Jessica Ennis-Hill will have doubts about Russian athletes even if they are cleared to compete at the 2016 Rio Games, the Olympic and world heptathlon champion said on Thursday.
Russia were banned from the sport in November following the first part of a World Anti-Doping Agency [WADA] report that found a "deeply rooted culture of cheating" in track and field in the country.
The nation's athletes will only be allowed to compete at the Rio Olympics if the ban imposed by the governing IAAF is lifted in time for the Aug. 5-21 Games.
"I hope if it does get to that stage that there are Russian athletes competing at the Olympics, that really drastic measures have been put in place to make sure nothing like this happens again," Briton Ennis-Hill told the BBC.
"I'd be lying if I said I wouldn't look at Russian athletes and think 'is everything 100 percent OK?'."
Ennis-Hill, who clinched gold in front of a fervent home crowd at London 2012 and claimed a second world title in Beijing last year, said she expected further disclosures in the doping scandal that has rocked the sport.
"It has to go to the very bottom, to the darkest place for it to then rise and come out the other side."
"As an athlete competing at this time, it's awful to see but at the same time you have to think that our sport has to go through this really terrible time," she added.
"It has to go to the very bottom, to the darkest place for it to then rise and come out the other side."
Retired Irish race walker Olive Loughnane Olive Loughnane has previously called for Russia to be banned from Rio 2016.
Loughnane finished second to Olga Kaniskina in the 20km walk at the 2009 World Championships in Berlin, but the Russian was later banned for failing doping tests.
“I always felt that it was systematic in Russia and particularly in my event," said Loughnane,.
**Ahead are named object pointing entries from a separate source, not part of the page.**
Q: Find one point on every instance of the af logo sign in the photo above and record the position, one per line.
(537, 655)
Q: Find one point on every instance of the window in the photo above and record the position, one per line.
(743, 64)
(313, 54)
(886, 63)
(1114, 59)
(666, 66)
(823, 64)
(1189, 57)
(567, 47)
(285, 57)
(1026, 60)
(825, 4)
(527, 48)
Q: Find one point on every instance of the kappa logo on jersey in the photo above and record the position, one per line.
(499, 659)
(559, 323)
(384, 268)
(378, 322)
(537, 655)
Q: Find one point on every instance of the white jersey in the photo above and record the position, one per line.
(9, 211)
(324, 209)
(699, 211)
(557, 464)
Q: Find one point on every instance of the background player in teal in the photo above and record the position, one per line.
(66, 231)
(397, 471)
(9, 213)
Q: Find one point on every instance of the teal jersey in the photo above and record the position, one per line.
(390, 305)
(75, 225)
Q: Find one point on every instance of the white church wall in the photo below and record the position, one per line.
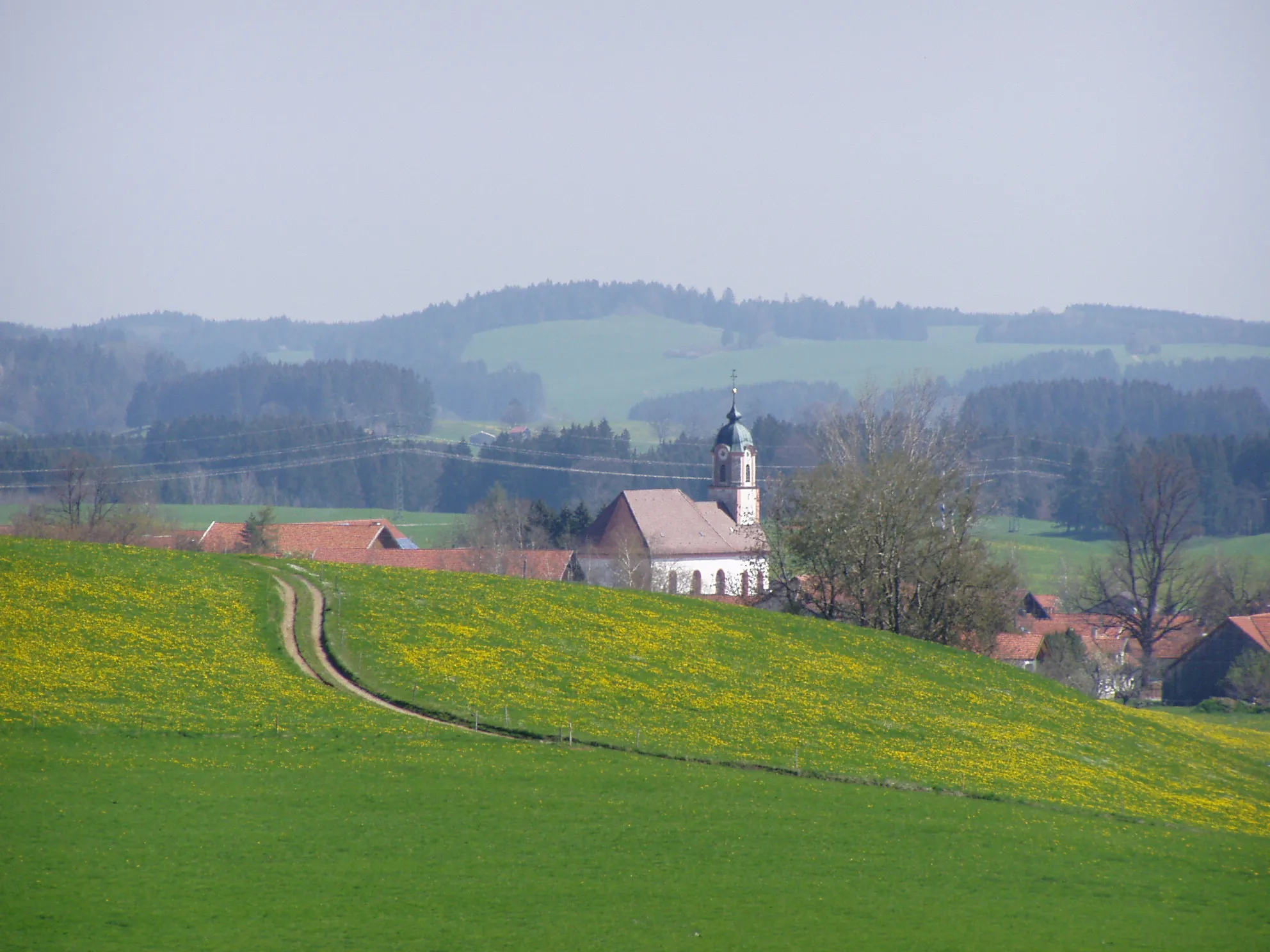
(609, 573)
(732, 566)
"The systematic nature of it didn't come as a surprise but what I was shocked and appalled at was the fact that the people who were charged with protecting the integrity of the sport and protecting the other competitors in the sport were actually aiding and abetting the deception.
"There needs to be very strong, tough sanctions and I'd be in favour of not allowing them to compete in Rio."